81
votes

I need to find out a way to ask Kafka for a list of topics. I know I can do that using the kafka-topics.sh script included in the bin\ directory. Once I have this list, I need all the consumers per topic. I could not find a script in that directory, nor a class in the kafka-consumer-api library that allows me to do it.

The reason behind this is that I need to figure out the difference between the topic's offset and the consumers' offsets.

Is there a way to achieve this? Or do I need to implement this functionality in each of my consumers?

8
Please consider changing the accepted answer given that things have changed and zookeeper is not used in newer versions of Kafka.Gray

8 Answers

132
votes

Use kafka-consumer-groups.sh

For example

bin/kafka-consumer-groups.sh  --list --bootstrap-server localhost:9092

bin/kafka-consumer-groups.sh --describe --group mygroup --bootstrap-server localhost:9092
17
votes

you can use this for 0.9.0.0. version kafka

./kafka-consumer-groups.sh --list --zookeeper hostname:potnumber

to view the groups you have created. This will display all the consumer group names.

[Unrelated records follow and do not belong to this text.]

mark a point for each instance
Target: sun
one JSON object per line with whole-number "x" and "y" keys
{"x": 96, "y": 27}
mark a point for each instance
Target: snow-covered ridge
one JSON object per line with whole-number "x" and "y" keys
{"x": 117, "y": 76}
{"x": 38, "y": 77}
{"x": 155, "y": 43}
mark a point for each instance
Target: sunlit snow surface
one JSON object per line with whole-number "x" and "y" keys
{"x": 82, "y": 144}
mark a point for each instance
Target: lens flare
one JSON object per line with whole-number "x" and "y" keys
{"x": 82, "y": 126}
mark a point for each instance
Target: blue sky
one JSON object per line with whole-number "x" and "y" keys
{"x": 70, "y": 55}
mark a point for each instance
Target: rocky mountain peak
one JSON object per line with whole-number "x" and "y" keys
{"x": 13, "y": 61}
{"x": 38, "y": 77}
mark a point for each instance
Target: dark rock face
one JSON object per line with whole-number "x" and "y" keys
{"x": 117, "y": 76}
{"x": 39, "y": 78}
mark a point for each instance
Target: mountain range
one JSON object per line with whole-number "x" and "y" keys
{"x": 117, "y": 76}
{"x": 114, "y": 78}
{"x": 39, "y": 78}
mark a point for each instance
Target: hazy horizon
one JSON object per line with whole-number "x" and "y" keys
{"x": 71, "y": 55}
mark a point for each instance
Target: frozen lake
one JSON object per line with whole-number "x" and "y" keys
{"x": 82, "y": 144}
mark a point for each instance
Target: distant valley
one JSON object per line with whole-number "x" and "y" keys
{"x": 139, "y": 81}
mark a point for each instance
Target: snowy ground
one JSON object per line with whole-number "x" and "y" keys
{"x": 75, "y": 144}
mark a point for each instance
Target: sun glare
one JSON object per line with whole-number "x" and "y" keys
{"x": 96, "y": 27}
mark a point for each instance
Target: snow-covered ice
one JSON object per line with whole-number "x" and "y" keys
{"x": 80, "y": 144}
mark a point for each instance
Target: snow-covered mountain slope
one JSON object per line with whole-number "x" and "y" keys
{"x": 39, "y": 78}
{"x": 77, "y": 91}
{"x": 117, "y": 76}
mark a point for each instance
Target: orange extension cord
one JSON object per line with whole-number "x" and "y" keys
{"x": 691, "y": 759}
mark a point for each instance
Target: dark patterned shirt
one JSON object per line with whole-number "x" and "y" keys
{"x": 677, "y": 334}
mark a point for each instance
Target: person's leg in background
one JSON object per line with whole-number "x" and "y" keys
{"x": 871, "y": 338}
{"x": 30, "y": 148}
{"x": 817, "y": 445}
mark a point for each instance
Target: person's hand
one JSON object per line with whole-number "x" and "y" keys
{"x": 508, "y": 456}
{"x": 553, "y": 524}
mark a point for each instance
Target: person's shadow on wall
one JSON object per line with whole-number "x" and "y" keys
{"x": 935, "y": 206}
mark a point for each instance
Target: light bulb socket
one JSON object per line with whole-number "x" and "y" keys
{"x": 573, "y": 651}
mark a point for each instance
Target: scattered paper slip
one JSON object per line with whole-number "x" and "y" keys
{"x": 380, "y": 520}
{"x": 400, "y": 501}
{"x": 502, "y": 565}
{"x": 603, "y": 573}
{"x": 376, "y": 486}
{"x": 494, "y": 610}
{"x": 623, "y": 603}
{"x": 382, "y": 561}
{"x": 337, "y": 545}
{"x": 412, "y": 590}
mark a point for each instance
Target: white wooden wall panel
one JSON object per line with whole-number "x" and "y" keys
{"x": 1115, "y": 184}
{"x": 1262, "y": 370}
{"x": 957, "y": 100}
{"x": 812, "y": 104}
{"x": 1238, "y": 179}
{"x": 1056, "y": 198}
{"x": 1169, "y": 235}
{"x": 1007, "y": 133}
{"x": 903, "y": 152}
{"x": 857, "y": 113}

 ./kafka-consumer-groups.sh --describe --zookeeper hostname:potnumber  --describe  --group consumer_group_name

To view the details

GROUP, TOPIC, PARTITION, CURRENT OFFSET, LOG END OFFSET, LAG, OWNER
16
votes

I realize that this question is nearly 4 years old now. Much has changed in Kafka since then. This is mentioned above, but only in small print, so I write this for users who stumble over this question as late as I did.

  1. Offsets by default are now stored in a Kafka Topic (not in Zookeeper any more), see Offsets stored in Zookeeper or Kafka?
  2. There's a kafka-consumer-groups utility which returns all the information, including the offset of the topic and partition, of the consumer, and even the lag (Remark: When you ask for the topic's offset, I assume that you mean the offsets of the partitions of the topic). In my Kafka 2.0 test cluster:
kafka-consumer-groups --bootstrap-server kafka:9092 --describe
    --group console-consumer-69763 Consumer group 'console-consumer-69763' has no active members.

TOPIC           PARTITION  CURRENT-OFFSET  LOG-END-OFFSET  LAG             CONSUMER-ID     HOST            CLIENT-ID
pytest          0          5               6               1               -               -               -
``


11
votes

All the consumers per topic

(Replace --zookeeper with --bootstrap-server to get groups stored by newer Kafka clients)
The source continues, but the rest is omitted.